Many of you may be aware that earlier this week, news broke that the FDA approved the second ever gene therapy treatment for adult aged individuals with non-Hodgkin lymphoma. This cancer accounts for about 4% of all cancers in the USA, and the B-cell category of non-Hodgkin lymphoma is a particularly difficult type of cancer to treat.Yescarta
genetically modifies the patient’s own white blood cells, which are injected back into them, as a means of targeting and killing cancer cells. The treatment can be given at certified hospitals and the treatment is still undergoing observational study to ensure the safety and effectiveness of the therapy. This is particularly due to the potentially serious side effects that can result from using the therapy. The FDA’s approval of this gene therapy treatment shows its continued support and enthusiasm towards turning gene therapy from a theory into an effective, accessible treatment for so many people. In fact, the FDA Commissioner Scott Gottlieb was quoted on the FDA website saying, “This approval demonstrates the continued momentum of this promising new area of medicine and we’re committed to supporting and helping expedite the development of these products…We remain committed to supporting the efficient development of safe and effective treatments that leverage these new scientific platforms.”
This comes shortly after the FDA approved the first every gene therapy treatment plan for use in the USA in August of this year. The first treatment type approved was Kymriah, a treatment approved for patients under 25 years of age with B cell acute lynphoblastic leukemia (ALL). Understanding the need to follow patients closely, especially since gene therapy is such a new treatment method, Novartis, the producer of Kymriah is planing on a long term follow up study to evaluate lasting risks and health outcomes.

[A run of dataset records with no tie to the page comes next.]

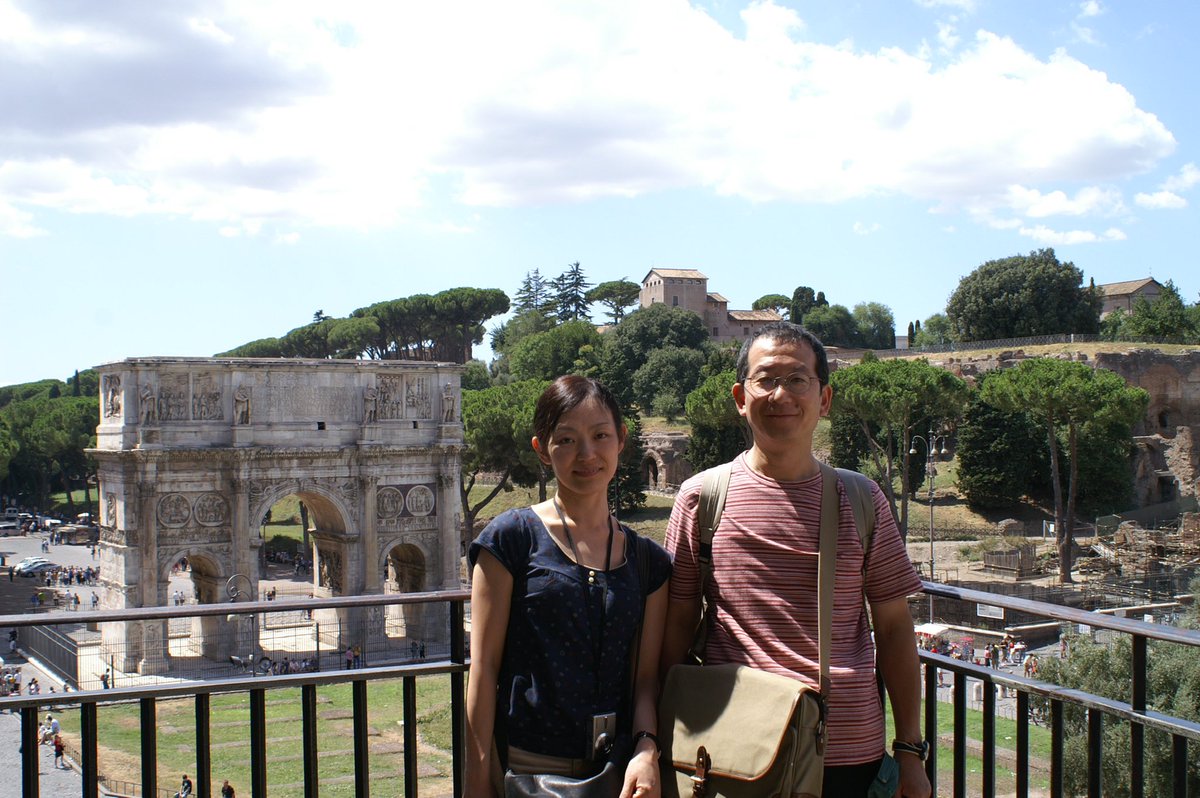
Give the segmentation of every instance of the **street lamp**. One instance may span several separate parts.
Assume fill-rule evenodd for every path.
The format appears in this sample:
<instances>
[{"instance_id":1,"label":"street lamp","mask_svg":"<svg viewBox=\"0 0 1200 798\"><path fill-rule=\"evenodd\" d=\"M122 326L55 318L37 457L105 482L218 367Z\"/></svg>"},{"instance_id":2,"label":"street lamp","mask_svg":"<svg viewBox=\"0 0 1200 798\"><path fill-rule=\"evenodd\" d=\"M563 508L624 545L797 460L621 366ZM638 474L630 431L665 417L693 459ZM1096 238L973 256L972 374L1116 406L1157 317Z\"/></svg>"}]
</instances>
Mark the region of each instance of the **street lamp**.
<instances>
[{"instance_id":1,"label":"street lamp","mask_svg":"<svg viewBox=\"0 0 1200 798\"><path fill-rule=\"evenodd\" d=\"M908 455L917 454L917 442L925 446L925 475L929 476L929 581L934 581L934 478L937 476L935 457L946 456L949 452L946 448L946 436L934 434L934 422L929 422L929 433L925 436L913 436L910 444ZM937 450L937 442L942 442L942 450ZM934 594L929 594L929 623L934 623Z\"/></svg>"}]
</instances>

Of note, these are not the only gene therapy treatments available globally. In fact, in 2003, China approved a therapy called Gendicine for head and neck squamous cell carcinoma. This treatment causes tumor cells to upregulate their expression of the p53 oncogene. This gene is implicated in tumor and cancer development, and the increased expression of the gene causes the cell to marked at damaged. These cells then undergo apoptosis (cell death) or are attacked by the body’s natural tumor fighting immune responses. Due to the diverse nature of cell types and cancer types, many of these treatments available on the market or under development are only available to a specific subset of the population.

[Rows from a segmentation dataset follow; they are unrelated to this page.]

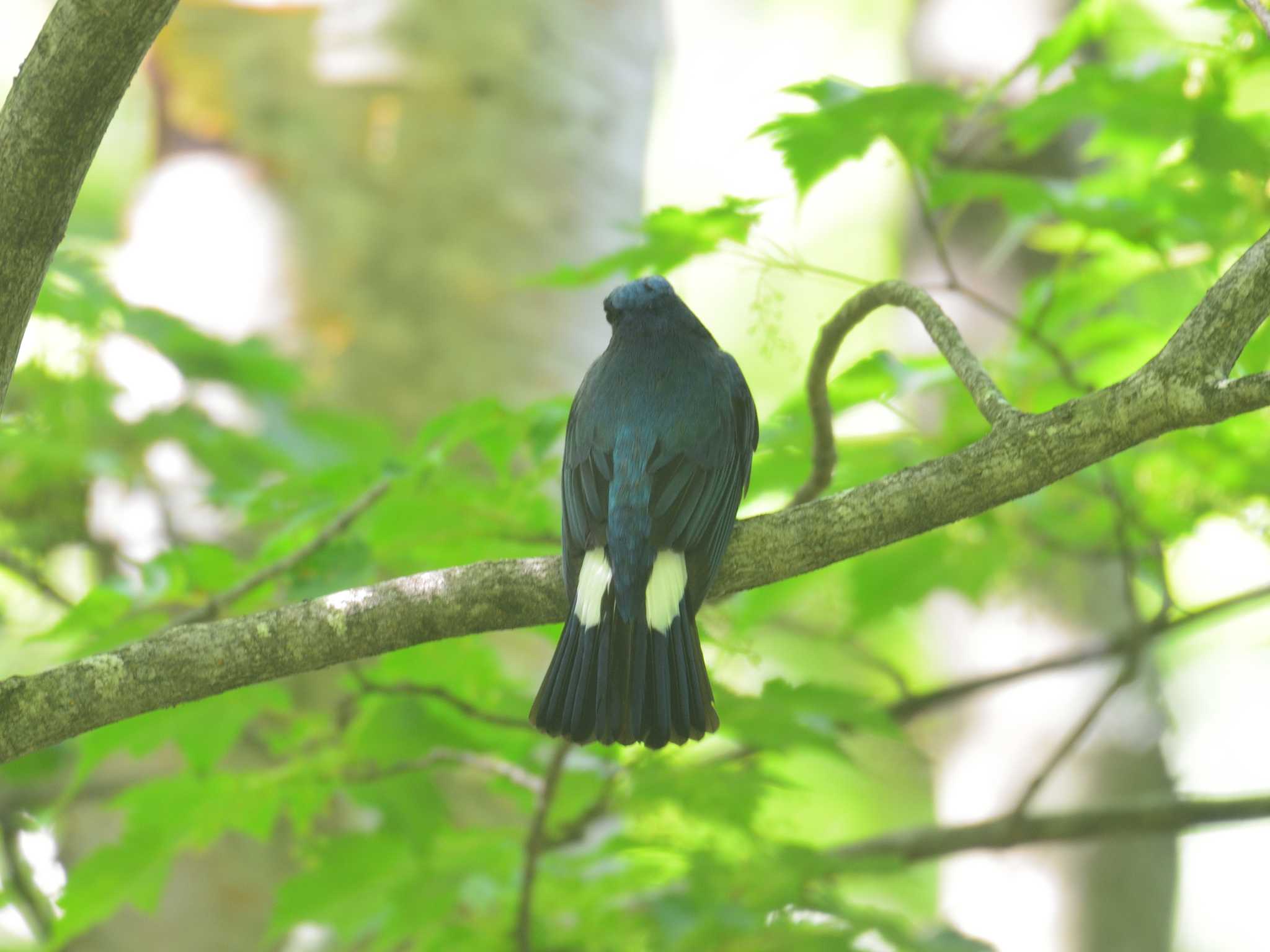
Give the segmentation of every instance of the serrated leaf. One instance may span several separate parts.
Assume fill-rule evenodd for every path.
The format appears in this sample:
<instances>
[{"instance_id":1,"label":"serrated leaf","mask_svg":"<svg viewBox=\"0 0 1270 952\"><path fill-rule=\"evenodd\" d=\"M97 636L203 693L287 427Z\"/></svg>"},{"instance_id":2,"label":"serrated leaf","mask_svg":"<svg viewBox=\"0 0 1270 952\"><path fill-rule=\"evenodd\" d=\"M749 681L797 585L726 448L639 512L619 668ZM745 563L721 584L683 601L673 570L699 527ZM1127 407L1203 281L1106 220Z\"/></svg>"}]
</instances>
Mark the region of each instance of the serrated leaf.
<instances>
[{"instance_id":1,"label":"serrated leaf","mask_svg":"<svg viewBox=\"0 0 1270 952\"><path fill-rule=\"evenodd\" d=\"M786 91L806 96L817 108L780 116L756 135L771 136L800 195L881 137L914 168L926 169L945 122L963 107L952 90L916 83L867 89L823 79Z\"/></svg>"}]
</instances>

Although gene therapy research and development has evolved enormously over the last 15 years (at least), this article, ‘Gene Therapy for Cancer Treatment: Past, Present and Future’ posted in Clinical Medicine and Research is a great resource that explains the 3 main categories of gene therapy development and treatment methods. The article is a little dated, since it was published in 2006, but is never the less a great resource! As these sources point out, most of these treatments plans are recommended for patients who have failed to respond to the other available treatment options and have no other choices left, and many are recommended to be used in conjunction with existing treatment methods. Looking into the price of these new gene therapy options shows one limiting factor- cost. A single Kymriah treatment costs $475,000! Ideally, as the development and use of gene therapy methods increases, the price will decrease, and we will replace older, less refined treatments with a new standard of care. The battle with cancer has been a long and winding road, but it looks that a major breakthrough in treatment and patient management is in our future!